« Nous pouvons le combattre dans les urnes » : identité politique et Covid-19 aux États-Unis

[English version below]

Le 10 mai 2020, les États-Unis ont pris la première place dans le classement mondial du nombre de cas de Covid-19. Quelques mois plus tôt, Donald Trump avait tenté de rassurer les Américains en affirmant que le virus aurait été sous contrôle pour Pâques. Puis il proclama que la pandémie serait finie à l’été car la chaleur tuerait le virus. Alors que j’écris ce billet, un nouveau président a été élu, et les vaccins nous font entr’apercevoir une lueur d’espoir. Sur CNN les présentateurs ont cessé de qualifier chaque jour qui passe comme le « pire jour » si on considère le nombre de cas de coronavirus. À la place, défile sur les écrans le nombre croissant des personnes vaccinées, côtoyant les images de fusillades de masse et celles de toujours plus d’hommes noirs abattus par la police. L’année dernière, les chaînes d’informations recommandaient de passer les fêtes de fin d’année pour ainsi dire en solitaire, faisant de Zoom ou Skype des outils d’adaptation des traditionnelles retrouvailles. La pandémie a augmenté la visibilité des cassures raciales, sociales et politiques dans le pays. Les États-Unis n’ont jamais eu de réponse cohérente qui aurait imposé un confinement national, contrairement à la France ou à la majorité des pays européens. Quelques États isolés ont appelé au port du masque obligatoire dans les espaces publics, mais treize États n’ont promulgué aucun décret sur le masque.  

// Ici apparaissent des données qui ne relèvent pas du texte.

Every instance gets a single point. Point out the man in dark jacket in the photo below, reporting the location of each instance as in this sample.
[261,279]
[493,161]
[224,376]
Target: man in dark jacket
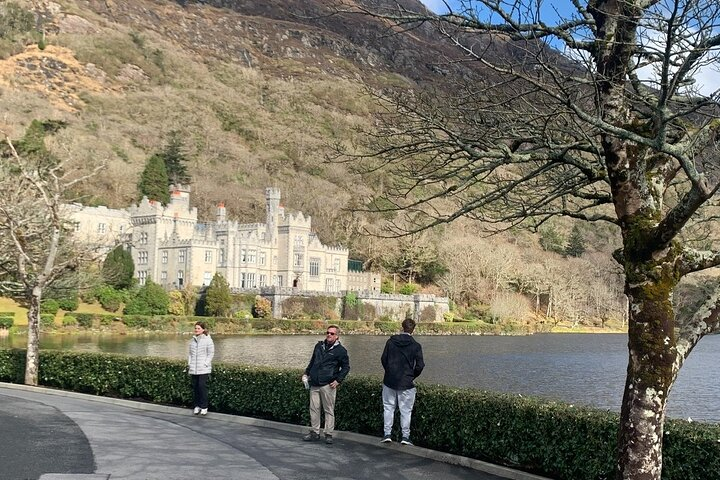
[328,367]
[403,363]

Basée aux États-Unis, je suis membre de l’équipe ANR CoMeSCoV. Ce programme de recherche réunit une équipe de scientifiques en sciences sociales menant un travail de terrain chargé d’examiner comment la pandémie et les réponses qui lui sont apportées impactent les sociétés de trois pays, les États-Unis, la France et l’Italie, et y sont modelées. Dans le cadre de ces travaux, de mai à août 2020, j’ai interviewé des personnels soignants, des individus diagnostiqués positifs au Covid-19 et des « mobilisateurs communautaires » au sujet de leurs expériences de la pandémie aux États-Unis. Notre équipe de recherche a identifié des différences majeures entre ces trois pays, en particulier en ce qui concerne la réponse et le deuil collectifs observés en Italie et en France, qui contrastent avec les conceptions individualistes de l’identité politique et sociale aux États-Unis.

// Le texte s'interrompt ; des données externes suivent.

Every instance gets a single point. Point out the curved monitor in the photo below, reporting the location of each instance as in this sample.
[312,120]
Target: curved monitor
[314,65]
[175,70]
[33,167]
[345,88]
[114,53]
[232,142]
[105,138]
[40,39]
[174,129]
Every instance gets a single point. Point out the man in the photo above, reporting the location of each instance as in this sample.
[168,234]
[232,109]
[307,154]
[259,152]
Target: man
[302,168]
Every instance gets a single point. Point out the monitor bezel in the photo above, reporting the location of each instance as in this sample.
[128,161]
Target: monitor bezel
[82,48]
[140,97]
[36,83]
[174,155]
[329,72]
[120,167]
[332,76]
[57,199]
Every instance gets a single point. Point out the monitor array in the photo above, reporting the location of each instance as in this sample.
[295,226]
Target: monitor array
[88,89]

Gainesville, la ville où je réside en Floride, est une petite ville universitaire où les candidats démocrates remportent généralement les élections. L’État n’a pas rendu obligatoire le port du masque et a même interdit aux villes de sanctionner par des amendes l’absence du port de masque. À Gainesville, on voit cependant des personnes porter le masque, tant par choix personnel qu’en raison des mesures prises localement. En périphérie de la ville, se trouvent des zones rurales, plus conservatrices, où le port du masque est perçu différemment. « Masque = oppression. Mon corps, mon choix », peut-on lire sur des panneaux plantés au bord des routes.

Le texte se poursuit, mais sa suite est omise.